Diese persönliche Erinnerungskultur entwickelte sich allmählich seit den späten Siebzigerjahren. Die Ausstellung über die Verbrechen der Wehrmacht sei ein Katalysator gewesen, erzählt der Historiker. Zeitzeugen schrieben ihre Erinnerungen auf, Kinder und Enkel entdeckten im Nachlass oder auf dem Dachboden Tagebücher und Feldpostbriefe. Alle diese Zeugnisse sind mit Vorsicht zu genießen. Wer in der NS-Zeit schrieb, war näher an den Ereignissen dran, kannte das Ende nicht und ließ der Gesinnung freien Lauf. Manche hatten aber Angst vor Zensur oder wollten Angehörigen zu Hause das Schlimmste ersparen. Spätere Erinnerungen sind hingegen von Werthaltungen der Nachkriegszeit überlagert, erklärt der Experte. Die ganze Bandbreite sei zu finden, von extrem selbstkritisch bis zu Darstellungen, die dem Wertsystem der NS-Zeit verhaftet geblieben seien, manchmal unbewusst.

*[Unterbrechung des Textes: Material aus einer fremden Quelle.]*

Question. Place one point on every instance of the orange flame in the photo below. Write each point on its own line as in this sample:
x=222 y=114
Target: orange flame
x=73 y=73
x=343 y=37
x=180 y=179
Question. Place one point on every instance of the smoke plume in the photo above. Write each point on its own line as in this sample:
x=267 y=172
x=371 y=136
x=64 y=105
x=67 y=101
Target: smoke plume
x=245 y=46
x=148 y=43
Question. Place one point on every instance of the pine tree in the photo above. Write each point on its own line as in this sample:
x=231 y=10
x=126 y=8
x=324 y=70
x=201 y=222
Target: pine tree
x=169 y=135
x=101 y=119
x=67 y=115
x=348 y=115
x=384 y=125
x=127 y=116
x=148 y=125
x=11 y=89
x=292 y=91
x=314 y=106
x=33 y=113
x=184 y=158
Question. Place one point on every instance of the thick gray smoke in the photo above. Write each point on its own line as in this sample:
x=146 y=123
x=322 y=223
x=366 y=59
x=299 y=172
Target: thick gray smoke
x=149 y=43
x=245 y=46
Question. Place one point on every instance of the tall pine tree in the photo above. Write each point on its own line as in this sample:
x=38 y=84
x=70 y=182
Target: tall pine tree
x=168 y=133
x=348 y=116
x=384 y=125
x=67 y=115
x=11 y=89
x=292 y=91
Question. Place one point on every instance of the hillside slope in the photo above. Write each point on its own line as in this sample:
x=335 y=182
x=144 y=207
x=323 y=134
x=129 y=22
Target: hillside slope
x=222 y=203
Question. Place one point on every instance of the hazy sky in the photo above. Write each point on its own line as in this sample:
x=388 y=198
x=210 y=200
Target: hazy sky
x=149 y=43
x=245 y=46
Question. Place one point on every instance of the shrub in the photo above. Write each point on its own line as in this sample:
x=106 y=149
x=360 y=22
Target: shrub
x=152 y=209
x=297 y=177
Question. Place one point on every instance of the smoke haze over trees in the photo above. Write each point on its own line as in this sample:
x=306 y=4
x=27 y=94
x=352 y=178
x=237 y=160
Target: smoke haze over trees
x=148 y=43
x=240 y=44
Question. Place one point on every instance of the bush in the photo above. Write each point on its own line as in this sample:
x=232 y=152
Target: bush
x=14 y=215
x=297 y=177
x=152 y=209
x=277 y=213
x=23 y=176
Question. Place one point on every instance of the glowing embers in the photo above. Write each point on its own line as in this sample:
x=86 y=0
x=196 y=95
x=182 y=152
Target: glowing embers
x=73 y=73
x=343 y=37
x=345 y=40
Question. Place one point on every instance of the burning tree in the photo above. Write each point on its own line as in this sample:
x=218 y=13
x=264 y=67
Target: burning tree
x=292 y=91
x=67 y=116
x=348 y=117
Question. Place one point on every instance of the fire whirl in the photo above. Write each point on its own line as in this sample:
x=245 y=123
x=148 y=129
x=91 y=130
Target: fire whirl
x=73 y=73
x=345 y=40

In der Seniorenbegegnungsstätte in Eichenau tauschen sich Menschen am Mittwoch in einer Runde über Kriegserlebnisse aus. Fast alle waren damals Kinder, manche im Grundschulalter, einige sind in der Nachkriegszeit geboren, die meisten Jahre und Jahrzehnte später nach Eichenau gezogen. Sie erzählen, wie es in Berlin oder Mainfranken war, oder wie die Eltern es ihnen erzählt haben. Ein Mann weint, als er die Vergewaltigung seiner Mutter in Tschechien erwähnt.

Zeitzeugen Kriegsende

In Eichenau tauschen sich Reinhold Wiesmeier, Franz Kopetschny und Regine Gerleigner über ihre Kriegserlebnisse aus.

(Foto: Günther Reger)

Es gibt ein bisschen Unmut, weil zugezogene Großstädter finden, sie hätten Schlimmeres erlebt als die Einheimischen in ihrem abgelegenen Kaff, in das die Amerikaner am 30. April 1945 kampflos einrückten. Zwei Frauen erinnern sich, wie sie am Starzelbach standen, als die Panzer und Jeeps kamen. Die Amerikaner seien ja immer nett zu Kindern gewesen und hätten sie reichlich mit Süßigkeiten beschenkt. Ein Mann liest einen Bericht vor, den er im Archiv gefunden hat. Einige schmunzeln, weil sie den Helden der Story als Lehrer kennenlernten, ein überzeugter Nazi, von dem es da heißt, er habe als Führer des Volkssturms Blutvergießen verhindern wollen. "Das ist sehr beschönigt", finden einige. Einer erzählt, dass sie einige Zeit darauf gehofft hätten, die Japaner würden das Blatt schon noch wenden und die Amis besiegen.

Eine Münchnerin liest aus ihrem Tagebuch vor. "Unser freies Deutschland steht vor dem Zusammenbruch", hat sie als junge Frau im Luftschutzkeller notiert. Sie empört sich über jene, die am Straßenrand stehen und den Amerikanern mit weißen Taschentüchern zuwinken. "Wie ekelten mich diese Menschen an", schreibt sie über "Ausländer und KZler", denen sie bald in der Stadt begegnet, als sie mit ihrer Familie beim Hamstern und Plündern unterwegs ist.